L’Europa post Brexit
e la sfida di stare insieme

Come ritrovare buone ragioni per il vivere-assieme?, si chiedeva alcuni anni fa Giuseppe De Rita. Più ancora: perché dovremmo stare insieme? Cosa ci lega? Finita la stagione delle grandi narrazioni, qual è il collante che mette insieme donne e uomini diversi?

La fotografia del nostro Paese che abbiamo spesso sotto gli occhi è desolante. Non solo non stiamo bene economicamente, affondati dentro una crisi dalla quale si fatica ad uscire, ma anche civilmente sembriamo aver perso la rotta per una buona e fiduciosa convivenza. Secondo la Fondazione Lanza «là dove ci sono un clima sociale incivile e una società ripiegata su se stessa, rivendicativa e rancorosa, con obiettivi di piccola portata, divisa e diffidente; là dove la società è un insieme sconclusionato di elementi individuali, senza coesione, di soggettività esasperate e senza scopo tenute insieme da connessioni deboli; là dove la sfiducia nell’altro diventa fatto ordinario e “normale” (secondo una ricerca della Fondazione due italiani su tre si dichiarano d’accordo con l’affermazione che ”è meglio guardarsi dagli altri, perché potrebbero approfittare della nostra buona fede”), è chiaro che il legame sociale progressivamente si deteriora e si afferma un clima incivile da guerra di tutti contro tutti».
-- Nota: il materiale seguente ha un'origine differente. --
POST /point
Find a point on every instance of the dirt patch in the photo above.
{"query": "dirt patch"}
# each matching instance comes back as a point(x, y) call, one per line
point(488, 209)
Giovani contro vecchi, anzitutto. I primi che vedono negli anziani un ostacolo che sta rubando loro il futuro. I secondi che non si fidano dei giovani: li sentono inaffidabili, a volte vacui, a volte cinici. Tra l’altro, vista la retorica di questi giorni, occorre smontare la teoria secondo la quale i giovani britannici si siano dimostrati, con il voto al referendum sulla Brexit, a favore dell’Europa in contrapposizione agli elettori più anziani, apertamente schierati per l’uscita del Regno Unito dall’Unione Europea.